Ignoring its Wards: The Fifth Circuit Restricts Cure Awards for Seamen in Manderson v. Chet Morrison Contractors

Michael Dehart | Note

Plaintiff Leon Manderson (Manderson) began working for defendant Chet Morrison Contractors (CMC) in November 2006. Until January 2008, Manderson worked for CMC as a licensed engineer aboard the M/V JILLIAN MORRISON, a CMC dive vessel operating in the Gulf of Mexico. In January 2008, Manderson abruptly left work aboard another CMC dive vessel and was subsequently hospitalized. Manderson had procured his own health insurance completely independent of his employment with CMC and paid all insurance premiums from March 2008 to January 2009. He was treated for ulcerative colitis, diabetes, and a liver condition. After receiving treatment, Manderson did not return to work. In June 2008, Manderson brought suit against CMC, alleging claims under the Jones Act and general maritime law. He alleged that CMC was negligent per se under the Jones Act because it violated work-hour statutes and Coast Guard safety regulations. Under general maritime law, Manderson claimed that the M/V JILLIAN MORRISON was unseaworthy due to CMC’s failure to comply with manning statutes, failure to maintain a valid certificate of inspection, and failure to repair the vessel’s marine sanitation device. He requested damages, maintenance and cure, and attorney’s fees for CMC’s allegedly arbitrary and capricious denial of maintenance and cure.

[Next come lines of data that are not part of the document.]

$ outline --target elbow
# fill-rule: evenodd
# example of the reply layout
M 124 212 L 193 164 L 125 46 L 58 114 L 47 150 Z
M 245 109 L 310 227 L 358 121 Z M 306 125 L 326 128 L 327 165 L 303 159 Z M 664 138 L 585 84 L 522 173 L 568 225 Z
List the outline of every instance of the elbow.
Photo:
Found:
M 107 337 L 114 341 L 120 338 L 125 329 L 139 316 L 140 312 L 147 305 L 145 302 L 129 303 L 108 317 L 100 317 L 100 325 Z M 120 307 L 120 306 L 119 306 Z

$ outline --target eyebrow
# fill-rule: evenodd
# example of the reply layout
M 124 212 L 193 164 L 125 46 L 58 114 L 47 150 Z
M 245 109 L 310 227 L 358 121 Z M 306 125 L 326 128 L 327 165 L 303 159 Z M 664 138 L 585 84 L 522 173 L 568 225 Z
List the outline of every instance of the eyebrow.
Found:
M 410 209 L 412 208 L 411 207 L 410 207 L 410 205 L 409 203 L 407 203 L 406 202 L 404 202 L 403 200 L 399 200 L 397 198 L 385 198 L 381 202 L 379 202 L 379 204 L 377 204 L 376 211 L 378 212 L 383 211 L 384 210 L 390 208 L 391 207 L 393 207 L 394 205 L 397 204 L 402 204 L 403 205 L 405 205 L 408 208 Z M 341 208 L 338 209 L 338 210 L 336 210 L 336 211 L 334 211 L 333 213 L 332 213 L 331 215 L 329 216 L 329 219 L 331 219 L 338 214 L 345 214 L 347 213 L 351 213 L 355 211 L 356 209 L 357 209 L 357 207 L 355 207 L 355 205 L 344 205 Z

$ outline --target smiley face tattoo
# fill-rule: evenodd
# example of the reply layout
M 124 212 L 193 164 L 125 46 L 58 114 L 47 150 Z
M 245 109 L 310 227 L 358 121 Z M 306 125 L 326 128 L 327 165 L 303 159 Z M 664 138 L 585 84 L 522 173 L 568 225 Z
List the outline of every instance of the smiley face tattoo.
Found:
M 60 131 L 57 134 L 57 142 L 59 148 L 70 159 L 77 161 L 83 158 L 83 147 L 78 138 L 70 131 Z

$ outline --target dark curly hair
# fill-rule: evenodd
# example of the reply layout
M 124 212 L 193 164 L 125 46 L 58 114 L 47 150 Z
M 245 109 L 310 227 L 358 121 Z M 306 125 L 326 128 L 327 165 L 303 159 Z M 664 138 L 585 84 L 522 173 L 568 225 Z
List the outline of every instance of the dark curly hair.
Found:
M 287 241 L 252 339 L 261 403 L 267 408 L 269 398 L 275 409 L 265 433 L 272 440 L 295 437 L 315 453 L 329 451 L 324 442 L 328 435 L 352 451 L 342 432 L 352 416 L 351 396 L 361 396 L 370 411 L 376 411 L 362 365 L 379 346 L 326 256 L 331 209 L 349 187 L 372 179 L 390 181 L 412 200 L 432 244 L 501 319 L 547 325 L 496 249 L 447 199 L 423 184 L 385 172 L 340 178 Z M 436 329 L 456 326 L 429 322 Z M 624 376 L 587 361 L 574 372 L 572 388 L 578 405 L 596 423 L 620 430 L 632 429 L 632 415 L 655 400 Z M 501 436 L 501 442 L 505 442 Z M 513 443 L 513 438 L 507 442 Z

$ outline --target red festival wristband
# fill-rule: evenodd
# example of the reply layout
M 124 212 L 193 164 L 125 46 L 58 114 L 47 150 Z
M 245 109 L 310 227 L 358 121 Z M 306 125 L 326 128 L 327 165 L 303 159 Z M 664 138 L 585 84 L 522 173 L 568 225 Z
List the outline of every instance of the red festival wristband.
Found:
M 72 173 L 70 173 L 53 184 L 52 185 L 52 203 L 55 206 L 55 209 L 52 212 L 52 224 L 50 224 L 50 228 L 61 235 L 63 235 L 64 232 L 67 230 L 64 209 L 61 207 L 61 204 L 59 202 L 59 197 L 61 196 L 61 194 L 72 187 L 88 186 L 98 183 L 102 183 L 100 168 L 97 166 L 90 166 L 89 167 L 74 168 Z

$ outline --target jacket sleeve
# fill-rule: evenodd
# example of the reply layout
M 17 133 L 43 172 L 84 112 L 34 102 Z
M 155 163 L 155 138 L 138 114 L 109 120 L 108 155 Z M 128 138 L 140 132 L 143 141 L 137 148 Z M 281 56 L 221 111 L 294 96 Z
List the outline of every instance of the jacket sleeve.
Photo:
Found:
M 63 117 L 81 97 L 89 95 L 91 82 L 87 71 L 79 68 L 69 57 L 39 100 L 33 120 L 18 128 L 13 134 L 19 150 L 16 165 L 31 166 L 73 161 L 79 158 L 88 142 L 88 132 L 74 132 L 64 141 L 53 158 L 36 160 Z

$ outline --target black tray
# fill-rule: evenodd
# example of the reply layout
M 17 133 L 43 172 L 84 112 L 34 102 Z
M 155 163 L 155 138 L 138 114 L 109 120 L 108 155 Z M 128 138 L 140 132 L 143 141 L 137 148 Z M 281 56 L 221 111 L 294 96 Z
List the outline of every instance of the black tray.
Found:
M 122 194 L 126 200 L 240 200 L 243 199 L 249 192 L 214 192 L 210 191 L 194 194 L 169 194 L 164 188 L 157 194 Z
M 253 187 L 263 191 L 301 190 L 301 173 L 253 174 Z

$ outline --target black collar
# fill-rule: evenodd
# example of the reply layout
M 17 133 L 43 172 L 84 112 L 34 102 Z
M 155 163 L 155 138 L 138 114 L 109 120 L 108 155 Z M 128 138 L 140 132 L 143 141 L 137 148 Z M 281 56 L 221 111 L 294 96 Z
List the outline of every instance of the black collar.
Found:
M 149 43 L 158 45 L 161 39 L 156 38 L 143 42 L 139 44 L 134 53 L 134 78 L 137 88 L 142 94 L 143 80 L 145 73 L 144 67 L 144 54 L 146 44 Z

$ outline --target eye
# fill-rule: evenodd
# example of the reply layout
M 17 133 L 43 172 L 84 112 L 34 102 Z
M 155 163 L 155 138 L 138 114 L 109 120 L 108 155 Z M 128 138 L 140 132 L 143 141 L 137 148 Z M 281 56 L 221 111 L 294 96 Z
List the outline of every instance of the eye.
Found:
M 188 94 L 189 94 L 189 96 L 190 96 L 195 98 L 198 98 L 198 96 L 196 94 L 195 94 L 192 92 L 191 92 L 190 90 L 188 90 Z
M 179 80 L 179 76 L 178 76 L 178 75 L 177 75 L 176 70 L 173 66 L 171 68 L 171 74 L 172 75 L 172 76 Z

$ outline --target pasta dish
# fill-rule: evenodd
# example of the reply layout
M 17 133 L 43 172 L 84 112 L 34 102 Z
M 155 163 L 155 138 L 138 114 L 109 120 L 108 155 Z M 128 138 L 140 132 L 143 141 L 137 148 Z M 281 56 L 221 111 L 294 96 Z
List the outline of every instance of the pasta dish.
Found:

After a bench trial, the district court found for CMC on Manderson’s Jones Act and general maritime law claims. However, the court awarded Manderson $14,680 for maintenance and $169,691.06 for cure. At trial, Manderson introduced insurance records detailing the amount charged for his necessary medical care, the amount accepted by his medical providers, and, the amount paid by his insurer for treatment. In determining the cure award, the court refused to deduct payments made by Manderson’s insurer. The $169,691.06 amount for cure reflected the exact amount that Manderson’s medical providers had charged for treatment. Because Manderson had previously purchased his own health insurance, his insurance provider eventually accepted a lower amount from his health insurer for treatment.

Both parties appealed to the United States Court of Appeals for the Fifth Circuit. Manderson challenged the district court’s denial of his Jones Act and unseaworthiness claims, and CMC challenged the amount of cure awarded by the district court, the attorney’s fees awarded, and the amount of attorney’s fees awarded. CMC contended that the appropriate amount of cure should be the amount the hospital accepts as full payment, not the amount Manderson’s medical providers charged. Specifically, CMC challenged the district court’s implicit application of the collateral-source rule in determining the amount of cure awarded to Manderson. The Fifth Circuit declined to extend the application of the collateral-source rule to payments for cure and held that the appropriate amount for cure was the amount that Manderson’s medical providers accepted from his medical insurer as full payment for treatment. Manderson v. Chet Morrison Contractors, Inc., 666 F.3d 373, 382, 2012 AMC 573, 585-86 (5th Cir. 2012).